Читаем Избранные речи полностью

Никто не сказал здесь, чтобы покойный Максименко унижался до нанесения побоев жене своей. Брат Антонин не допускает этого. Он никогда от брата не слыхал жалоб на неверность жены. Левитскому везет и в этом отношении: ему расточает жалобы покойный на жену, при нем идет потасовка – муж учит жену уму-разуму.

Правда, не все то, что рассказывал здесь Левитский, рассказано им и на предварительном следствии. Но никто, кроме него, не давал такого оригинального объяснения причин противоречия. Обыкновенно свидетель или забыл, что говорено прежде, если прежнее, по напоминании, ему кажется вероятнее позднего показания; или свидетель настаивает на позднем показании, утверждая, что следователь его не понял и он подписал неверно воспроизведенное показание. Но у Левитского – все особенное; он писал показание собственноручно, и, видите ли, оно, по его словам, оттого и неверно, что он сам писал его.

Приняв во внимание, что он – свояк потерпевшему, а главное, что он уже очень счастлив в умении появляться на место свидетельствуемых событий, я не могу его признать столь же достоверным, сколь он счастлив. Уж эти счастливые свидетели! Отворят двери, – видят сцену неверности жены; уронят перчатку и нагнутся поднять ее – и в то же время в щелку замка заметят повод к разводу со стороны мужа. В консисторских производствах эти счастливцы давно известны и составляют больное место бракоразводного процесса. Не думаю, чтобы они упрочились на суде состязательном.

Устранив это показание, мы о всей панфиловской истории имеем от Антонина Максименко только одно, конечно, верное сведение. Брат ему ничего подобного сказанному Левитским не передавал, а жаловался на Панфилова, что он ведет себя неприлично (Панфилов пил), и спрашивал Антонина, может ли он выгнать его из дому, если не хочет принимать.

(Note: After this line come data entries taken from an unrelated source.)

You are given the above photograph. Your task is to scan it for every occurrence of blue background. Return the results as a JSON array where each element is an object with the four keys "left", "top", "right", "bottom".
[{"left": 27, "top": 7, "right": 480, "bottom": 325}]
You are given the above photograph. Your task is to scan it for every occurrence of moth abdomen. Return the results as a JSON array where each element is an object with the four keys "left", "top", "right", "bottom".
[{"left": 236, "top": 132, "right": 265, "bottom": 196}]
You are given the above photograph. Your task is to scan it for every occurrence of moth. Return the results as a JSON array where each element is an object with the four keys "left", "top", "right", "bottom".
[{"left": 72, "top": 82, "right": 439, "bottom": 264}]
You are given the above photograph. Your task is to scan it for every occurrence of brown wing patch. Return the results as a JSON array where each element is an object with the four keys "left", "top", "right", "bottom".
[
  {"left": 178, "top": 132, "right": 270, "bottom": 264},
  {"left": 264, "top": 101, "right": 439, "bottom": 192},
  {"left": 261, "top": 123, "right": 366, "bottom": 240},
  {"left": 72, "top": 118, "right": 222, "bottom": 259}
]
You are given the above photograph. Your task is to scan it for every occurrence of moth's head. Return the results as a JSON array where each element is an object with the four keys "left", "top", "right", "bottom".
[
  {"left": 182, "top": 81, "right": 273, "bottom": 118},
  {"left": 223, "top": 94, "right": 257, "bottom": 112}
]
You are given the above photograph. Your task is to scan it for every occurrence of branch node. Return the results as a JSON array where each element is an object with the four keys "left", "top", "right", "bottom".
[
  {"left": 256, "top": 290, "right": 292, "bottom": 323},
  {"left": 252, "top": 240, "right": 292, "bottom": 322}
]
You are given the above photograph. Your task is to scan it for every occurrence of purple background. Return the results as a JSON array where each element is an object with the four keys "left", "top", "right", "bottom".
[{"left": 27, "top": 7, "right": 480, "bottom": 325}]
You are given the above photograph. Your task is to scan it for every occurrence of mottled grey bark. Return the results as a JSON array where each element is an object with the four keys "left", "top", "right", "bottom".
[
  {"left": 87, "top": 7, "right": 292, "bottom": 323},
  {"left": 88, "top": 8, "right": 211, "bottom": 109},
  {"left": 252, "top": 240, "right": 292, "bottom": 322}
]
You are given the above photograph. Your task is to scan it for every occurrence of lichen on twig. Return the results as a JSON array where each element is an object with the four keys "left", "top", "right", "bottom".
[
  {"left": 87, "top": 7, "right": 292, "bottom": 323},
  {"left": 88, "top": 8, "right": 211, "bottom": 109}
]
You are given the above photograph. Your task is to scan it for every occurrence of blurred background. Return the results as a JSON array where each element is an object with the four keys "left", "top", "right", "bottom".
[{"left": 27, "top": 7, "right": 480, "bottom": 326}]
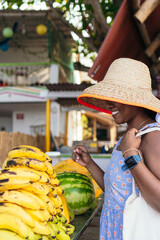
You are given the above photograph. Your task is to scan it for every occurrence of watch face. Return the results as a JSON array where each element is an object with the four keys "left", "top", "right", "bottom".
[{"left": 125, "top": 156, "right": 137, "bottom": 169}]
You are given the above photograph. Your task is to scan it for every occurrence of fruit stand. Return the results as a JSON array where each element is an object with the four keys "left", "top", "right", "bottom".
[{"left": 0, "top": 146, "right": 105, "bottom": 239}]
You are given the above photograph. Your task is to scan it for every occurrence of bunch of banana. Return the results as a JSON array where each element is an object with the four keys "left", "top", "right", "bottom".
[{"left": 0, "top": 144, "right": 75, "bottom": 239}]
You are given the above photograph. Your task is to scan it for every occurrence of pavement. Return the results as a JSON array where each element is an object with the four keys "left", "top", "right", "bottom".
[{"left": 78, "top": 207, "right": 102, "bottom": 240}]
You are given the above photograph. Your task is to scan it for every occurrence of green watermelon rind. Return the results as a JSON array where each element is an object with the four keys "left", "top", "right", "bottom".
[
  {"left": 57, "top": 172, "right": 94, "bottom": 188},
  {"left": 64, "top": 188, "right": 95, "bottom": 215},
  {"left": 57, "top": 172, "right": 95, "bottom": 215}
]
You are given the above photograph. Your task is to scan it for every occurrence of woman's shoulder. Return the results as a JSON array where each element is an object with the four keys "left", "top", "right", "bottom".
[{"left": 140, "top": 122, "right": 160, "bottom": 150}]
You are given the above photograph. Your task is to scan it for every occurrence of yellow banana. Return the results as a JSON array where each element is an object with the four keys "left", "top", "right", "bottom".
[
  {"left": 47, "top": 222, "right": 56, "bottom": 239},
  {"left": 50, "top": 178, "right": 60, "bottom": 186},
  {"left": 0, "top": 168, "right": 40, "bottom": 181},
  {"left": 18, "top": 190, "right": 48, "bottom": 210},
  {"left": 34, "top": 233, "right": 42, "bottom": 240},
  {"left": 0, "top": 230, "right": 24, "bottom": 240},
  {"left": 45, "top": 160, "right": 54, "bottom": 175},
  {"left": 64, "top": 223, "right": 75, "bottom": 235},
  {"left": 52, "top": 215, "right": 58, "bottom": 224},
  {"left": 0, "top": 213, "right": 35, "bottom": 239},
  {"left": 57, "top": 221, "right": 67, "bottom": 232},
  {"left": 56, "top": 213, "right": 67, "bottom": 224},
  {"left": 0, "top": 202, "right": 35, "bottom": 228},
  {"left": 48, "top": 221, "right": 70, "bottom": 240},
  {"left": 39, "top": 195, "right": 57, "bottom": 215},
  {"left": 32, "top": 220, "right": 51, "bottom": 235},
  {"left": 8, "top": 146, "right": 49, "bottom": 162},
  {"left": 6, "top": 166, "right": 51, "bottom": 183},
  {"left": 25, "top": 209, "right": 51, "bottom": 222},
  {"left": 2, "top": 157, "right": 48, "bottom": 172},
  {"left": 49, "top": 195, "right": 63, "bottom": 209},
  {"left": 0, "top": 177, "right": 32, "bottom": 191},
  {"left": 0, "top": 190, "right": 41, "bottom": 210},
  {"left": 19, "top": 145, "right": 52, "bottom": 162},
  {"left": 48, "top": 185, "right": 64, "bottom": 197},
  {"left": 23, "top": 182, "right": 50, "bottom": 195},
  {"left": 50, "top": 171, "right": 57, "bottom": 179},
  {"left": 42, "top": 235, "right": 49, "bottom": 240}
]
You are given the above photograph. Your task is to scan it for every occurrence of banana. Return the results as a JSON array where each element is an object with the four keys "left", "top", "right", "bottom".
[
  {"left": 48, "top": 185, "right": 64, "bottom": 197},
  {"left": 0, "top": 177, "right": 32, "bottom": 191},
  {"left": 34, "top": 233, "right": 43, "bottom": 240},
  {"left": 6, "top": 166, "right": 51, "bottom": 183},
  {"left": 50, "top": 171, "right": 57, "bottom": 179},
  {"left": 25, "top": 208, "right": 51, "bottom": 222},
  {"left": 39, "top": 195, "right": 57, "bottom": 215},
  {"left": 8, "top": 145, "right": 49, "bottom": 162},
  {"left": 18, "top": 190, "right": 48, "bottom": 210},
  {"left": 57, "top": 221, "right": 67, "bottom": 232},
  {"left": 56, "top": 213, "right": 67, "bottom": 224},
  {"left": 0, "top": 230, "right": 24, "bottom": 240},
  {"left": 3, "top": 157, "right": 48, "bottom": 172},
  {"left": 64, "top": 223, "right": 75, "bottom": 235},
  {"left": 0, "top": 168, "right": 40, "bottom": 181},
  {"left": 42, "top": 235, "right": 49, "bottom": 240},
  {"left": 47, "top": 222, "right": 56, "bottom": 239},
  {"left": 0, "top": 202, "right": 35, "bottom": 228},
  {"left": 49, "top": 195, "right": 63, "bottom": 210},
  {"left": 19, "top": 145, "right": 52, "bottom": 161},
  {"left": 52, "top": 215, "right": 58, "bottom": 224},
  {"left": 0, "top": 213, "right": 35, "bottom": 239},
  {"left": 0, "top": 190, "right": 41, "bottom": 209},
  {"left": 45, "top": 160, "right": 54, "bottom": 175},
  {"left": 50, "top": 178, "right": 60, "bottom": 186},
  {"left": 23, "top": 182, "right": 50, "bottom": 195},
  {"left": 48, "top": 221, "right": 70, "bottom": 240},
  {"left": 32, "top": 220, "right": 51, "bottom": 235}
]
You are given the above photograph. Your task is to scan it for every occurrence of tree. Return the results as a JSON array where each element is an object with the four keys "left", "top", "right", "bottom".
[{"left": 1, "top": 0, "right": 122, "bottom": 61}]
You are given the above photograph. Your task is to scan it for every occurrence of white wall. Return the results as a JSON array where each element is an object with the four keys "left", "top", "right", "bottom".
[{"left": 12, "top": 103, "right": 46, "bottom": 135}]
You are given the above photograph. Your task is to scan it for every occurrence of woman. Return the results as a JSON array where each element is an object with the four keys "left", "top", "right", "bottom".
[{"left": 72, "top": 58, "right": 160, "bottom": 240}]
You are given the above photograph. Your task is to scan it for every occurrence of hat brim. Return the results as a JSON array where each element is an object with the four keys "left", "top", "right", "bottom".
[{"left": 77, "top": 83, "right": 160, "bottom": 114}]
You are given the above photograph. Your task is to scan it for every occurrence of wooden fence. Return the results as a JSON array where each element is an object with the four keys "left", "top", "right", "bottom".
[{"left": 0, "top": 131, "right": 46, "bottom": 168}]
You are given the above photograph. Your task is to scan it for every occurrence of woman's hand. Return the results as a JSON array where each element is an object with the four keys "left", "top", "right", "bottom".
[
  {"left": 120, "top": 128, "right": 142, "bottom": 157},
  {"left": 72, "top": 145, "right": 93, "bottom": 168}
]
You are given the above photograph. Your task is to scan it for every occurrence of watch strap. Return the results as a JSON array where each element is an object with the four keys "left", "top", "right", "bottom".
[{"left": 121, "top": 154, "right": 141, "bottom": 171}]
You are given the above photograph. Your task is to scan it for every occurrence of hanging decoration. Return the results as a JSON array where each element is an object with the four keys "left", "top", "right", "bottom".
[
  {"left": 1, "top": 43, "right": 9, "bottom": 51},
  {"left": 36, "top": 24, "right": 47, "bottom": 35},
  {"left": 0, "top": 22, "right": 18, "bottom": 52},
  {"left": 2, "top": 27, "right": 13, "bottom": 38}
]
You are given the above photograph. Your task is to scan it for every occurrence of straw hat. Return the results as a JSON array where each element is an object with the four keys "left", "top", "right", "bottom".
[{"left": 78, "top": 58, "right": 160, "bottom": 114}]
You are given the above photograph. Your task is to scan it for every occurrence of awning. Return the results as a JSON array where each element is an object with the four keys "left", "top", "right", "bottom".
[{"left": 88, "top": 0, "right": 160, "bottom": 84}]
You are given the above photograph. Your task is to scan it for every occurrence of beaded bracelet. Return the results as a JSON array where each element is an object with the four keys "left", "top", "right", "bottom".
[{"left": 122, "top": 148, "right": 140, "bottom": 158}]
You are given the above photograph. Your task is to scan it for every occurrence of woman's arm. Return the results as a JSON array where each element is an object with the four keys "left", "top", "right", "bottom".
[{"left": 72, "top": 145, "right": 105, "bottom": 191}]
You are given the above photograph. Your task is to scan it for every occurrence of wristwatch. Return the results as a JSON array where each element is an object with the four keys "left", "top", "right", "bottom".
[{"left": 121, "top": 154, "right": 141, "bottom": 171}]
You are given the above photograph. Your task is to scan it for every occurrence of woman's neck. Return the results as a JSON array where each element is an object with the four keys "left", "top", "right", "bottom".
[{"left": 127, "top": 116, "right": 155, "bottom": 130}]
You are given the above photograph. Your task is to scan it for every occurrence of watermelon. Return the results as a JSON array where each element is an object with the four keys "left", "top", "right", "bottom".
[{"left": 57, "top": 172, "right": 95, "bottom": 215}]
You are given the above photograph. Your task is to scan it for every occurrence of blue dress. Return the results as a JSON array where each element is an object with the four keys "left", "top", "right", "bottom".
[{"left": 99, "top": 122, "right": 160, "bottom": 240}]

Итак, до 1888 года, вопреки мнению обвинения, жизнь супругов Максименко не только не хуже жизни обычного, средней руки и среднего счастья семейства, но дает нам достаточный запас данных утверждать, что взаимная привязанность у них все крепла, что не было никаких причин для размолвки, что не было ни резких уклонений от супружеского долга у жены, не было никаких черт в характере мужа, обещавших в будущем строгого деспотичного домовладыку.

А вы забыли, скажут мне, что в одном из писем подсудимой, вами здесь принятом как доказательство, есть указание на то, что супруг стеснял жену, не позволяя ей распорядиться покупкой башмаков и платья, так что она выпрашивает у него позволение купить себе то и другое, указывая, что иначе ей не в чем ходить.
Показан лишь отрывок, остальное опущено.